Announcement

Collapse
No announcement yet.
X
  • Filter
  • Time
  • Show
Clear All
new posts

  • Creating summed variable in panel (New User Question)

    I have a panel dataset with 37 counties and quarterly data for 13 years which includes the number of new jobs created by sector. I would like to sum each quarter for each county for each year in the data set and then create a new variable that divides each county's proportion of jobs by the overall total by sector. I think this is a two-step process (one to sum each job sector by year and one to sum each county by year) but have never run a loop in Stata before. I want to use the egen function but collapse as well (example:
    collapse (sum) x1 x2, by(id date) so that I can retain the raw data but also these collapsed totals for each year. Apologies for the very basic question, I'm a bit of a novice with Stata when it comes to creating variables and using loops and searching the archives didn't help very much.

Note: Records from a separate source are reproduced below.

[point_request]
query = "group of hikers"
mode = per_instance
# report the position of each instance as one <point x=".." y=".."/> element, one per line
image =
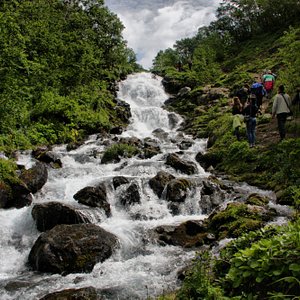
<point x="247" y="104"/>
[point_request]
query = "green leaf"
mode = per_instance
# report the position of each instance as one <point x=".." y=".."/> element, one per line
<point x="294" y="267"/>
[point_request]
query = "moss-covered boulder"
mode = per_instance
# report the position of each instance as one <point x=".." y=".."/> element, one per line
<point x="188" y="234"/>
<point x="256" y="199"/>
<point x="186" y="167"/>
<point x="177" y="189"/>
<point x="159" y="182"/>
<point x="48" y="215"/>
<point x="35" y="177"/>
<point x="71" y="249"/>
<point x="94" y="197"/>
<point x="131" y="195"/>
<point x="87" y="293"/>
<point x="238" y="218"/>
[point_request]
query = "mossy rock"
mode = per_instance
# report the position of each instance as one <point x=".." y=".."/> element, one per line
<point x="238" y="218"/>
<point x="255" y="199"/>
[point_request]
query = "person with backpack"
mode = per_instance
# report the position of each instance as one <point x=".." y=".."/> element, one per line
<point x="258" y="90"/>
<point x="243" y="93"/>
<point x="281" y="109"/>
<point x="268" y="80"/>
<point x="250" y="111"/>
<point x="237" y="120"/>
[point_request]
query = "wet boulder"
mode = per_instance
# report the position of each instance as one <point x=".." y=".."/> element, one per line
<point x="160" y="134"/>
<point x="181" y="165"/>
<point x="173" y="120"/>
<point x="35" y="177"/>
<point x="5" y="195"/>
<point x="256" y="199"/>
<point x="207" y="160"/>
<point x="188" y="234"/>
<point x="131" y="195"/>
<point x="15" y="195"/>
<point x="177" y="190"/>
<point x="71" y="249"/>
<point x="184" y="91"/>
<point x="185" y="144"/>
<point x="123" y="111"/>
<point x="119" y="180"/>
<point x="149" y="149"/>
<point x="94" y="197"/>
<point x="48" y="215"/>
<point x="87" y="293"/>
<point x="159" y="182"/>
<point x="211" y="196"/>
<point x="238" y="218"/>
<point x="49" y="157"/>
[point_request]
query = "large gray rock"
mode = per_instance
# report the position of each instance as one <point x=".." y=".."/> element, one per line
<point x="94" y="197"/>
<point x="159" y="182"/>
<point x="131" y="195"/>
<point x="35" y="177"/>
<point x="48" y="215"/>
<point x="17" y="195"/>
<point x="88" y="293"/>
<point x="181" y="165"/>
<point x="119" y="180"/>
<point x="49" y="157"/>
<point x="71" y="249"/>
<point x="177" y="190"/>
<point x="188" y="234"/>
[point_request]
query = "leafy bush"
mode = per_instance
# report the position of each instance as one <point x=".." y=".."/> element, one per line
<point x="270" y="267"/>
<point x="199" y="283"/>
<point x="8" y="170"/>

    Here's a sample of the data:

    Code:
    * Example generated by -dataex-. To install: ssc install dataex
    clear
    input str16 county int year byte quarter int(agriculturefore miningquarrying)
    "Acadia" 1998 1 178 542
    "Acadia" 1998 2 193 539
    "Acadia" 1998 3 206 533
    "Acadia" 1998 4 231 489
    "Acadia" 1999 1 164 216
    "Acadia" 1999 2 194 198
    "Acadia" 1999 3 213 413
    "Acadia" 1999 4 261 409
    "Acadia" 2000 1 150 497
    "Acadia" 2000 2 188 485
    "Acadia" 2000 3 196 499
    "Acadia" 2000 4 274 501
    "Acadia" 2001 1 154 521
    "Acadia" 2001 2 178 536
    "Acadia" 2001 3 165 462
    end

    Thanks in advance for your assistance.


    Last edited by Davia Downey; 09 Jul 2018, 12:09.

  • #2
    I'm not sure I understand what you want. It might be this:

    Code:
    collapse (sum) agriculturefore miningquarrying, by(county year)
    gen agri_share = agriculturefore/(agriculturefore+miningquarrying)
    gen mining_share = miningquarrying/(agriculturefore+miningquarrying)
    If that's not it, please post back with a clearer explanation, or perhaps an example in which you have hand-worked the results.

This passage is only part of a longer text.